Pour le reste, l’équipe est prête. «Nous allons employer douze personnes, dont dix pédagogues», précise Sylvie, la vice-présidente de l’ASBL. «La langue fonctionnera avec les trois langues du pays, et sera ancrée dans la culture luxembourgeoise, c’était important pour nous». L'établissement propose dans un premier temps une cinquantaine de places. Les enfants apprendront en deux groupes, les 3-6 ans et les 6-12 ans.

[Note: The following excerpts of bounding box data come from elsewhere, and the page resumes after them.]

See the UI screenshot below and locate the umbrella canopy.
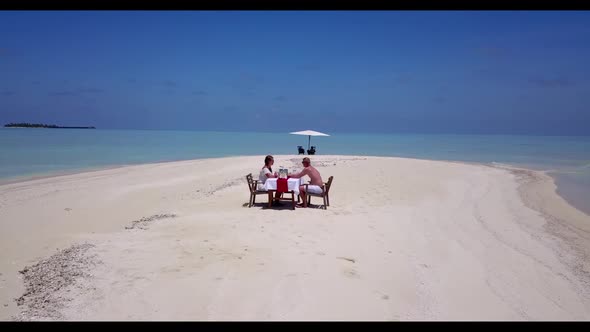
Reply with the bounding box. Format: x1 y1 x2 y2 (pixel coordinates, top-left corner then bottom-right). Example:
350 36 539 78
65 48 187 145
289 130 330 150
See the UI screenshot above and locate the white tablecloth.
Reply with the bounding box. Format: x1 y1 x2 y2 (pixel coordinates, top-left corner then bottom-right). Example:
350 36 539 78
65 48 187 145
263 178 301 195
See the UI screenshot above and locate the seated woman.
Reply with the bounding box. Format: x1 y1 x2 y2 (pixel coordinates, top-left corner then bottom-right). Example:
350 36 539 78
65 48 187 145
258 155 281 201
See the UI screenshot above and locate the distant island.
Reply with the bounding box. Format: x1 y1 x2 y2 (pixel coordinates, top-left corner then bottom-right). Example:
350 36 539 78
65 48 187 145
4 122 96 129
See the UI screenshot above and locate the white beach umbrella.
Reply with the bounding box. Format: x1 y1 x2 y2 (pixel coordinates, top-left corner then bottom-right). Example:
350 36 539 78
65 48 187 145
289 130 330 150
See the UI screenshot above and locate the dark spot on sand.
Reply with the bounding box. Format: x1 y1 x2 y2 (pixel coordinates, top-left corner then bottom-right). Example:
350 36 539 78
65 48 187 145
125 214 176 230
336 257 356 263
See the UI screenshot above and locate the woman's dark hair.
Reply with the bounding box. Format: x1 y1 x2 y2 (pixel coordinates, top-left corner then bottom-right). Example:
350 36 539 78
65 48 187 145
264 155 274 173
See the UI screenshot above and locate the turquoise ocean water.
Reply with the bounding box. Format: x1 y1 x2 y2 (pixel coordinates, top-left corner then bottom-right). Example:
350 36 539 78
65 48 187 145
0 128 590 214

Quant au budget pour les travaux et le fonctionnement, il s'est bouclé progressivement. «Ce n’est pas un business, pour nous. Il n’est pas question de faire de l’argent sur l’éducation de nos enfants», lance Véronique. «Mais nous demandons aux parents de payer rapidement le minerval (NDLR: 3 600 euros pour les 3-6 ans et 4 500 euros pour les plus âgés), lançons une campagne pour emprunter de l’argent auprès des gens qui veulent bien nous aider, ou auprès d’entreprises…». Quoi qu’il en soit, le projet est cadré: le business plan a été validé par une fiduciaire, deux auditeurs et le ministère, qui a accordé son agrément à l'établissement. Suffisant, déjà, pour envisager de faire passer la capacité de l’école à 70 élèves dans 5 à 8 ans et de réfléchir à la création d’un lycée fonctionnant selon les mêmes principes pour le futur.